Tapi perlu dikaji lagi keterlibatan beliau dengan mencek kebenaran ucapannya bahwa perusahaan yang sekarang dikelola pendiri yang lain telah melewati prosedur tender, bukan penunjukan langsung dan ia pun tidak terlibat dalam proses itu. Jika benar semua berlangsung sesuai prosedur seperti pengakuan ‘Mas Stafsus Satu Lagi’, menurut saya, beliau tidak perlu mundur.
Kita sering mengeluhkan ruang politik dipenuhi oleh para oportunis dan petualang ‘pencari kerja’, politik dihindari oleh sebagian besar kaum muda millenial, hingga akhirnya sering kita saksikan produk politik tidak membawa mashlahat bahkan pelaku politik berakhir dalam jeruji karena penyelewengan. Mungkin ini maksud Presiden Jokowi menghadirkan figur-figur muda dalam lingkar kekuasaannya, sebagai kawan diskusi untuk memberi perspektif berbeda dengan sistem birokrasi dan para pembantunya yang produk lama.
Karena figur-figur millenial ini masih minim pengalaman, bahkan mungkin sebelum tidak pernah bersentuhan dengan birokrasi, seharusnya ada pendampingan yang baik.
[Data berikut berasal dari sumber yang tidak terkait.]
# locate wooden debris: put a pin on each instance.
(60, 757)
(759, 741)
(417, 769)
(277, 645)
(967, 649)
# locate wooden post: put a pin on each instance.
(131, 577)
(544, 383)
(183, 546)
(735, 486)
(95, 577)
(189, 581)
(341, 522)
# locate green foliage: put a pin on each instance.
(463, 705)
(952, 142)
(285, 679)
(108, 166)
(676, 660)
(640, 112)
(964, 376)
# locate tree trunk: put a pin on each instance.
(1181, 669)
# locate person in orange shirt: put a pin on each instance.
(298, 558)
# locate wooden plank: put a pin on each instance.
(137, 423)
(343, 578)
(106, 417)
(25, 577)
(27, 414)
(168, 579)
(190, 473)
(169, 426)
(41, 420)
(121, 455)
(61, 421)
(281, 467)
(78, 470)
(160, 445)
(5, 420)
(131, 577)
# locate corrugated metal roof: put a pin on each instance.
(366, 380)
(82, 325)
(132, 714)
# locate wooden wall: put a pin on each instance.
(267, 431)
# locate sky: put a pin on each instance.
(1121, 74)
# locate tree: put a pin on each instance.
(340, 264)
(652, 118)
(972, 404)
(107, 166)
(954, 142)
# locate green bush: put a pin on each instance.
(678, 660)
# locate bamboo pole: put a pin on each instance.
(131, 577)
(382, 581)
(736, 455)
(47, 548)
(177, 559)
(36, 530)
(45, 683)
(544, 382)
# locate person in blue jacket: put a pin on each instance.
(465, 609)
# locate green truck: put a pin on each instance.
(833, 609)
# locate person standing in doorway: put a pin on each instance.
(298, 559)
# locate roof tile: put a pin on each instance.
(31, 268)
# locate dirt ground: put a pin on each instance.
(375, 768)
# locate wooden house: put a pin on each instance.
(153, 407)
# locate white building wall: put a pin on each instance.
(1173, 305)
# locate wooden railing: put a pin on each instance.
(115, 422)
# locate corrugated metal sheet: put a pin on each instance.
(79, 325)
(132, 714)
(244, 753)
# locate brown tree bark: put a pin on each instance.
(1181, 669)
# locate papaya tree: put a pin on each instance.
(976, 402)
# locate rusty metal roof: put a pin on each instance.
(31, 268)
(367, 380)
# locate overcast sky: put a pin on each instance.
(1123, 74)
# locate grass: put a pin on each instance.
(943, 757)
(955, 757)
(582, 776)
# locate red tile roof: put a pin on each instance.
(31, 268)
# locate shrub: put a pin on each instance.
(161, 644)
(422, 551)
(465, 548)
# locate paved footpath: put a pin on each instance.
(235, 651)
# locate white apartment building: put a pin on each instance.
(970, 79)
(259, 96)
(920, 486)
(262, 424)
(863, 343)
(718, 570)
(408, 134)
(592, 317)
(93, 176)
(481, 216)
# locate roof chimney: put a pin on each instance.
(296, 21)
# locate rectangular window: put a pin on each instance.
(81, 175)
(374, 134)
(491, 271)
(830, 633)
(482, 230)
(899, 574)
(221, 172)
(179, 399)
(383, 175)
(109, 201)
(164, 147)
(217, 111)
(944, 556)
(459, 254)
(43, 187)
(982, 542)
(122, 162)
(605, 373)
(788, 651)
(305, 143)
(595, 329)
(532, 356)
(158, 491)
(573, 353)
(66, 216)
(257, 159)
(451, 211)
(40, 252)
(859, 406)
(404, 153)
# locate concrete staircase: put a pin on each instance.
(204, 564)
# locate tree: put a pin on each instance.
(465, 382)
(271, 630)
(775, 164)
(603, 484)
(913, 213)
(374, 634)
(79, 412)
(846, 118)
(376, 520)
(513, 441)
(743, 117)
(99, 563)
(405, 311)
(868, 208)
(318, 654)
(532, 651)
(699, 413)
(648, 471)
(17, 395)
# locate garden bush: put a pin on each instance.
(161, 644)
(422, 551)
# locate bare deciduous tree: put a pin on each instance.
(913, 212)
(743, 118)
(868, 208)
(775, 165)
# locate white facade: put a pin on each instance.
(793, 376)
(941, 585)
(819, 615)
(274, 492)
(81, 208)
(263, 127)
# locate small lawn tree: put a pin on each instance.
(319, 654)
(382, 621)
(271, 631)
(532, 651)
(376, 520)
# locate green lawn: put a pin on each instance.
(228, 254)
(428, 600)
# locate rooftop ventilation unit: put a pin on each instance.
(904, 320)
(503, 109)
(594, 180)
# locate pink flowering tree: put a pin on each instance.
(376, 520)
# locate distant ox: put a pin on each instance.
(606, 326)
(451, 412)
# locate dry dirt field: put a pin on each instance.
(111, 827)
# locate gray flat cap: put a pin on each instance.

Covid 19 membawa perubahan besar dalam berbagai aspek kehidupan. Sebagai krisis, segala tindakan harus cepat tapi juga akurat, tepat dan transparan. Sejak awal, saya termasuk golongan yang mempertanyakan isi Perppu no.1 Tahun 2020, terutama pasal 27 yang menyatakan perubahan anggaran Covid ini bukan termasuk kategori keuangan negara. Dengan kata lain, tidak bisa menjadi dasar penyidikan baik BPK maupun KPK, karena tidak ada potensi merugikan negara. Dan ini mengerikan untuk anggaran sebesar 405 Triliun yang dialokasikan untuk penanganan Covid 19.
Saya mencoba berbaik sangka dengan para perumus Perppu ini sebagai upaya mereka melindungi para pengambil kebijakan untuk dapat bertindak cepat tanpa takut urusan hukum. Tapi sebagai negara konstitusi, check and balance adalah prinsip mutlak dalam tatanan kita. Eksekutif tetap harus diawasi legislatif agar tidak terjadi penyalahgunaan kekuasaan. Untuk itu transparansi dan kepatuhan pada regulasi harus ada.
Ketika ada celah hukum seperti pasal 27 Perppu No.1 Tahun 2020 ini, kalau millenial berwatak kolonial saja bisa meraba ini sebagai peluang mendapat keuntungan dari bencana Covid 19 ini, apalagi kolonial beneran, bukan?